F.C. Netanya
- Full name: Moadon Sport Netanya Colette Cohen מועדון ספורט נתניה קולט כהן
- Founded: 2012
- Ground: Tubruk Stadium
- Capacity: 500
- Owner: Eli Cohen
- Chairman: Zvi Ben Haim
- Manager: Eli Cohen
- League: Liga Gimel Sharon
- 2015–16: 12th

= F.C. Netanya =

Israeli football club

F.C. Netanya (מועדון ספורט נתניה) is an Israeli football club based in Netanya. The club currently plays in Liga Gimel Sharon division.

==History==
The club was founded in 2012 by Eli Cohen, who previously worked with Maccabi HaSharon Netnaya and named the club after his late mother.
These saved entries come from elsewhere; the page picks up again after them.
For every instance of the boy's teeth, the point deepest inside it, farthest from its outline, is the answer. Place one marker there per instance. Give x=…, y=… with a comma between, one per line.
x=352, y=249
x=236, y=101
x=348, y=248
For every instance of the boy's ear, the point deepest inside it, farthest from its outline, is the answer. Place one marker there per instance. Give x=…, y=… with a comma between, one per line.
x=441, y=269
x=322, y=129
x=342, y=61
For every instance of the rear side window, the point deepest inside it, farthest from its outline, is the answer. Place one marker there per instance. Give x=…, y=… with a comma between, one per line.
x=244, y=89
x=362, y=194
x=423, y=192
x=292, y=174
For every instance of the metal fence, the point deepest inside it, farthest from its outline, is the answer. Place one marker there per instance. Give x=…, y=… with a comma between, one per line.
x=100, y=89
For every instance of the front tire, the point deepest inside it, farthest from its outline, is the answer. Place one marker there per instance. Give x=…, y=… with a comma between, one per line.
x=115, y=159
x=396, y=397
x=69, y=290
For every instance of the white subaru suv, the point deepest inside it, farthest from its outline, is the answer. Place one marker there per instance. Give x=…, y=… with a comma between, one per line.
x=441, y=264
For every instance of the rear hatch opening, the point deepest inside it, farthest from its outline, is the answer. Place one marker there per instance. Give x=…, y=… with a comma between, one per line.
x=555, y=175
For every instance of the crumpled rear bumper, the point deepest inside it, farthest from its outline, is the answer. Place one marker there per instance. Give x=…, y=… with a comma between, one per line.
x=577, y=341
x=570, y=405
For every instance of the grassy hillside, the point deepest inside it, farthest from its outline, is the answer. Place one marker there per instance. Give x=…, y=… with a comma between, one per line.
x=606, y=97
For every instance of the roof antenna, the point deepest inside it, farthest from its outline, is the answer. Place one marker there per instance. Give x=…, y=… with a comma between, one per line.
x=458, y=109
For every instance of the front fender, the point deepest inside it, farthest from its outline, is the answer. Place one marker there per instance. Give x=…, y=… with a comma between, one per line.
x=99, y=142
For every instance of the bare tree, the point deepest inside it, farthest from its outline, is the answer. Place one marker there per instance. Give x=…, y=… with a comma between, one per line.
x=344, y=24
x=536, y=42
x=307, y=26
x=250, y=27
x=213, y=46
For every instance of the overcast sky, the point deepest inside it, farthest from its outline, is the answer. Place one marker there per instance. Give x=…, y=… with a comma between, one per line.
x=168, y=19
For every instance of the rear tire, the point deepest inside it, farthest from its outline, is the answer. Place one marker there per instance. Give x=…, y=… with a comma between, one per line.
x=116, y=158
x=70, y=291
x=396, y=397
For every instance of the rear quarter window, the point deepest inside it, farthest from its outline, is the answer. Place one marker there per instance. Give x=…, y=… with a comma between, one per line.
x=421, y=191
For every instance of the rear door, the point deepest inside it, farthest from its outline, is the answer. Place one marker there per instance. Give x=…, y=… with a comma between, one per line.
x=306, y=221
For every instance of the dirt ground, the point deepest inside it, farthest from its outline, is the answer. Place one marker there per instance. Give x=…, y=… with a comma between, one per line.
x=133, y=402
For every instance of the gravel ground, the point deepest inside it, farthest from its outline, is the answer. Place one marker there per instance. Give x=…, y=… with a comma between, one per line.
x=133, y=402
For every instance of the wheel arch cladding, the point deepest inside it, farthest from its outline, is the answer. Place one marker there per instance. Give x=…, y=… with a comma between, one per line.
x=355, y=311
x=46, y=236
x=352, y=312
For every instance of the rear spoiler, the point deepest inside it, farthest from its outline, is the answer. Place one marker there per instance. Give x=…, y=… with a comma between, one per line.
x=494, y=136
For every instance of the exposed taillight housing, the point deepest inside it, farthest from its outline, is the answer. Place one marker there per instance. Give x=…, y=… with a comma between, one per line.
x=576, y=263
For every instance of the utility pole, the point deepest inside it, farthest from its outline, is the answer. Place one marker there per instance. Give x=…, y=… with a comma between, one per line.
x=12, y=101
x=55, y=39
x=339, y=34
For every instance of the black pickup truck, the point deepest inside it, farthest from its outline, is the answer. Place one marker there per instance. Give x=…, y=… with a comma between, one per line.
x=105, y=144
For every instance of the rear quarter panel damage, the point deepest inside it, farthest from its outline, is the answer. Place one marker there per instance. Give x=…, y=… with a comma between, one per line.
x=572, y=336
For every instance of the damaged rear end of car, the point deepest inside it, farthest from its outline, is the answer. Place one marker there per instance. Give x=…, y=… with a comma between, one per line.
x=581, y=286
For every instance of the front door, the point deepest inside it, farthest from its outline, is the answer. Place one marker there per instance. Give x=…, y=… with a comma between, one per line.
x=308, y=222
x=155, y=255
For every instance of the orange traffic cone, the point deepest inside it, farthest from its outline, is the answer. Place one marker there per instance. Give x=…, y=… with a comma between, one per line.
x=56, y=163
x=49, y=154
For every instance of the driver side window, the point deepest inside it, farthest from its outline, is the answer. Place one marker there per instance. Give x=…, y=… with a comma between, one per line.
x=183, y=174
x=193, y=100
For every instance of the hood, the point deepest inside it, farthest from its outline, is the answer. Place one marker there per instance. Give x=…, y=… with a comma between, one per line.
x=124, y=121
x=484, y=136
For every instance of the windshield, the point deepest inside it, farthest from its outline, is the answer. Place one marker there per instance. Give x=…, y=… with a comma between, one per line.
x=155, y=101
The club joined Liga Gimel Sharon division, where they played since, finishing in 8th position in 2015, its best finish to date.
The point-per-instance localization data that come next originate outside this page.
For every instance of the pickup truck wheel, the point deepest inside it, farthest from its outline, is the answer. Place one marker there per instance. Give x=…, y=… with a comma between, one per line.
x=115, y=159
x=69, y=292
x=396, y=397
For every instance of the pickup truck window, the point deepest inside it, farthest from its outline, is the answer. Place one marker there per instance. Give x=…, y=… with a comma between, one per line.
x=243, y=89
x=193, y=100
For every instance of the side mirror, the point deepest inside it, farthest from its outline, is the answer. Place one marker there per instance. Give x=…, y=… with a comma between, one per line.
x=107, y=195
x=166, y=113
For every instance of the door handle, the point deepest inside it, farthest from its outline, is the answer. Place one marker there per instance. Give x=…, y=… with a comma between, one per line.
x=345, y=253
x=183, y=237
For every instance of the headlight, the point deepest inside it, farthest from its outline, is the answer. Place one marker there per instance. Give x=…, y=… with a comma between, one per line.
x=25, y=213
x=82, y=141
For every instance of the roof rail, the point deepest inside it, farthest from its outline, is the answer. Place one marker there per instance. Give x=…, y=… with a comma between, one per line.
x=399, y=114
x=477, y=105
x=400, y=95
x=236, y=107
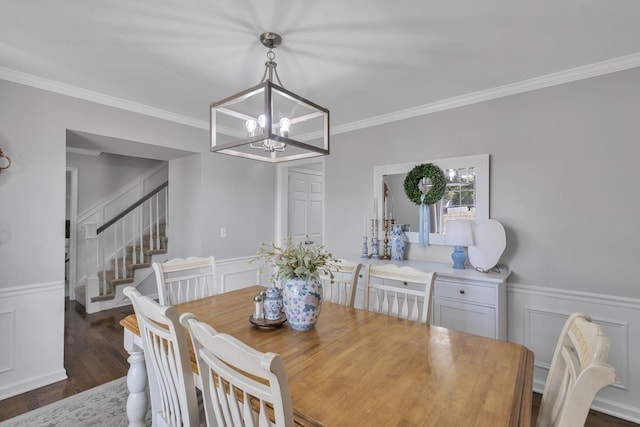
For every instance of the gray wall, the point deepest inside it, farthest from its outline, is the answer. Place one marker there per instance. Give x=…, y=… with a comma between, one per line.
x=33, y=128
x=100, y=176
x=563, y=167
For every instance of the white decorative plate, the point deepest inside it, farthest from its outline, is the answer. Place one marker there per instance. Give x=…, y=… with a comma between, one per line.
x=489, y=242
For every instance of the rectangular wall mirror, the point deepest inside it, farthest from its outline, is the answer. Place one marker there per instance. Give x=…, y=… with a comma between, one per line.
x=466, y=196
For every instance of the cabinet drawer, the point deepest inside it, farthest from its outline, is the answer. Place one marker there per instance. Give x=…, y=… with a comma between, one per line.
x=466, y=292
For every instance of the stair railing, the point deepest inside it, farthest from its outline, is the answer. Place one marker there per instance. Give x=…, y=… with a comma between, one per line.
x=126, y=232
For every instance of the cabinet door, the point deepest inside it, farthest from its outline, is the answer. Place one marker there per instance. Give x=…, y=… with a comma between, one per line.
x=470, y=318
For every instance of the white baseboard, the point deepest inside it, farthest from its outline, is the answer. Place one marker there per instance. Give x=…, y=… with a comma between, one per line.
x=536, y=316
x=10, y=390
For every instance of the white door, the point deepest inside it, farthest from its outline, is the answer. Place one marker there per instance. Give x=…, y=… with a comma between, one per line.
x=306, y=207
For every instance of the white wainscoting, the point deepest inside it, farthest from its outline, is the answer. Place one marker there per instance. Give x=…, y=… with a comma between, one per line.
x=236, y=273
x=31, y=337
x=536, y=316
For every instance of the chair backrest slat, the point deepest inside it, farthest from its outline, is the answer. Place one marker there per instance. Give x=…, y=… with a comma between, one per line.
x=173, y=396
x=579, y=369
x=345, y=282
x=181, y=280
x=411, y=299
x=240, y=385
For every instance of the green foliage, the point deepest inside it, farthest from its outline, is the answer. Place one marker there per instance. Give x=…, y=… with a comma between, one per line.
x=297, y=260
x=438, y=181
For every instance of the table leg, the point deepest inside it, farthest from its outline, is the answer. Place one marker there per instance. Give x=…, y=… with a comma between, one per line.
x=138, y=400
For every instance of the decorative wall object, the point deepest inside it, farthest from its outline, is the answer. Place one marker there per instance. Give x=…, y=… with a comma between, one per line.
x=5, y=161
x=425, y=185
x=489, y=242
In the State Cup, the club's best achievement is reaching the fourth round, the divisional final, in 2015–16, after beating F.C. Kafr Qasim Nibrass in the divisional semi-final 5–2. The club met Hapoel Ihud Bnei Jatt in the divisional final and lost 1–2.

At youth levels, the club operate Under-19 and Under 17 teams, which play in the regional lower divisions of their youth group.